The conflict has worsened since South Sudan voted in favour of independence by a landslide majority earlier this year. The United Nations estimates that the conflict has displaced more than 70,000 people.
A further 110,000 people from the contested Abyei district are thought to have fled south after the northern army occupied the area last month.
During a meeting with his Sudanese counterpart Ali Ahmad Karti, Westerwelle called for urgent cooperation between the north and south to end the humanitarian crisis.
Central Sudan has witnessed increasing violence in recent months
"We are asking the authorities of North and South Sudan to quickly agree on a lasting solution in the border areas, for the sake of these people who are suffering," he said.
"The world is looking at Sudan... It is absolutely crucial that all the open questions are solved in a peaceful way. Negotiation and cooperation is ten times better than any kind of confrontation," he added.
To aid the plight of displaced civilians, Westerwelle pledged a further one million euros ($1.4 million) in humanitarian aid. The UN World Food Programme will distribute food aid in the Abyei and Kordofan region, Westerwelle said.
Additional funds will go to "Doctors without Borders" for medical supplies and to St John's Ambulance to support refugees in South Darfur. So far this year, Germany has provided a total of 4.2 million euros in humanitarian aid to Sudan.
Westerwelle's visit came just one day after US President Barack Obama called for an immediate ceasefire in Sudan's South Kordofan state. Alluding to reports that government forces had embarked on a campaign of ethnic cleansing, he described the situation in the region as "dire."
Both parties must now "end the current violence and allow immediate humanitarian access to desperate people who have been driven from their homes and are now cut off from outside help," he said.
A series of controversial issues, including borders, security, oil and citizenship, are yet to be resolved ahead of South Sudan's formal declaration of independence on July 9.
On July 1 Germany will occupy the rotating chair of the UN Security Council and thus will be responsible for accepting the newly independent country into the United Nations.
Westerwelle's final stop will be South Sudan
First visit to Darfur
Later Thursday, Westerwelle became the first German foreign minister to travel to Darfur.
In a three-hour stay, he spoke to representatives from the United Nations as well as the governor of North Darfur, Yusif Kibir.

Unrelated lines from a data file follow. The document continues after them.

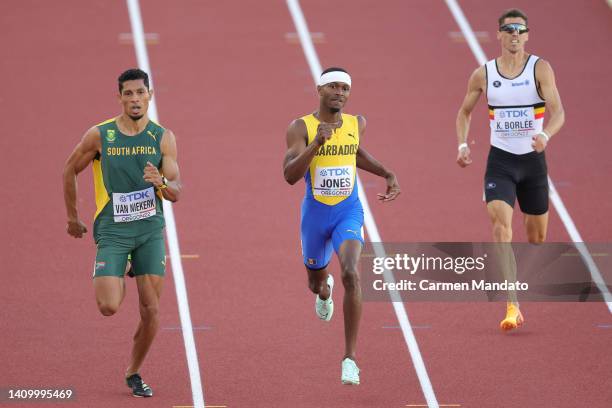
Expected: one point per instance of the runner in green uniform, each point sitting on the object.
(135, 167)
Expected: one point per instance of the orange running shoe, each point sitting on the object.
(514, 318)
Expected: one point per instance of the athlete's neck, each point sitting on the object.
(510, 62)
(328, 116)
(131, 127)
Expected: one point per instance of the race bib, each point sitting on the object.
(133, 206)
(334, 181)
(514, 122)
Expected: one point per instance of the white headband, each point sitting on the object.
(335, 76)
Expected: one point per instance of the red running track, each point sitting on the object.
(228, 83)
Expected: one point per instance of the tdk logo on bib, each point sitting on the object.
(139, 195)
(135, 205)
(334, 181)
(330, 171)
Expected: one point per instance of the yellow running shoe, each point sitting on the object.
(514, 318)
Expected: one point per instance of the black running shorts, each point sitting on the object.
(524, 177)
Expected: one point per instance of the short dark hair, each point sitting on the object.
(131, 75)
(512, 13)
(332, 69)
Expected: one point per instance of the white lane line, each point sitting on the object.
(173, 246)
(464, 25)
(402, 317)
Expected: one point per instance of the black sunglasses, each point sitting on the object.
(512, 27)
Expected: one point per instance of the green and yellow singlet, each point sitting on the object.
(127, 205)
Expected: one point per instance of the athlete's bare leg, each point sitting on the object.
(536, 227)
(110, 291)
(149, 292)
(500, 214)
(317, 282)
(350, 251)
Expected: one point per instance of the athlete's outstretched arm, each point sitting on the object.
(367, 162)
(476, 85)
(548, 88)
(299, 154)
(169, 169)
(81, 156)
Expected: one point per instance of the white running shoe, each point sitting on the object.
(350, 372)
(325, 308)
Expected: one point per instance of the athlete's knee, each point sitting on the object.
(536, 237)
(108, 309)
(149, 312)
(350, 276)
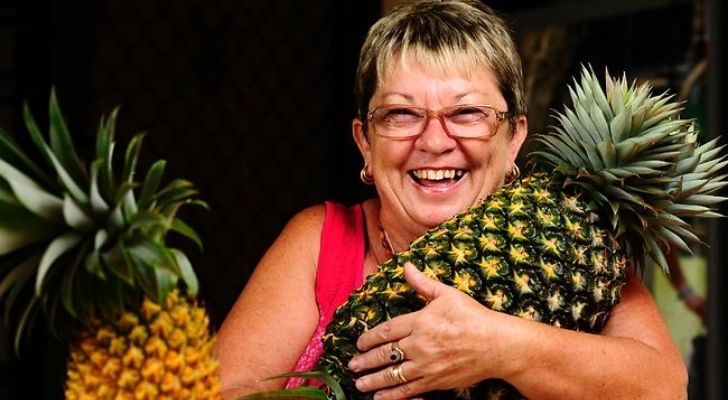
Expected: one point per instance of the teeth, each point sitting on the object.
(437, 175)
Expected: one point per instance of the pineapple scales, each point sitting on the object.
(611, 185)
(84, 246)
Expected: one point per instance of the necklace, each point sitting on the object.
(386, 243)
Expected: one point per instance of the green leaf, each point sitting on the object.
(151, 184)
(98, 204)
(61, 142)
(154, 255)
(31, 195)
(119, 265)
(20, 228)
(68, 281)
(132, 155)
(188, 273)
(55, 249)
(302, 393)
(28, 316)
(75, 216)
(69, 182)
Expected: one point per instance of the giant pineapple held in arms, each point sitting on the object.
(610, 186)
(87, 249)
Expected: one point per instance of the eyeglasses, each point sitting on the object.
(462, 121)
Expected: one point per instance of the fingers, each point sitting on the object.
(386, 332)
(397, 382)
(386, 354)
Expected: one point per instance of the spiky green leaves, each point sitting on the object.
(628, 150)
(77, 242)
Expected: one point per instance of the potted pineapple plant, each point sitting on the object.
(84, 246)
(612, 183)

Violent fighting between government troops and insurgents has long plagued the region. Since 2003, an estimated 300,000 people have been killed in Darfur and 2.7 million have been forced to flee.
There are currently around nine thousand German soldiers and five thousand policemen in Darfur as part of a UN and African Union peacekeeping mission.
There were no plans for Westerwelle to meet President Omar al-Bashir who is wanted by the International Criminal Court for allegedly ordering crimes against humanity in Darfur.
Westerwelle will conclude his trip on Friday when he flies to South Sudan to meet its president Salva Kiir.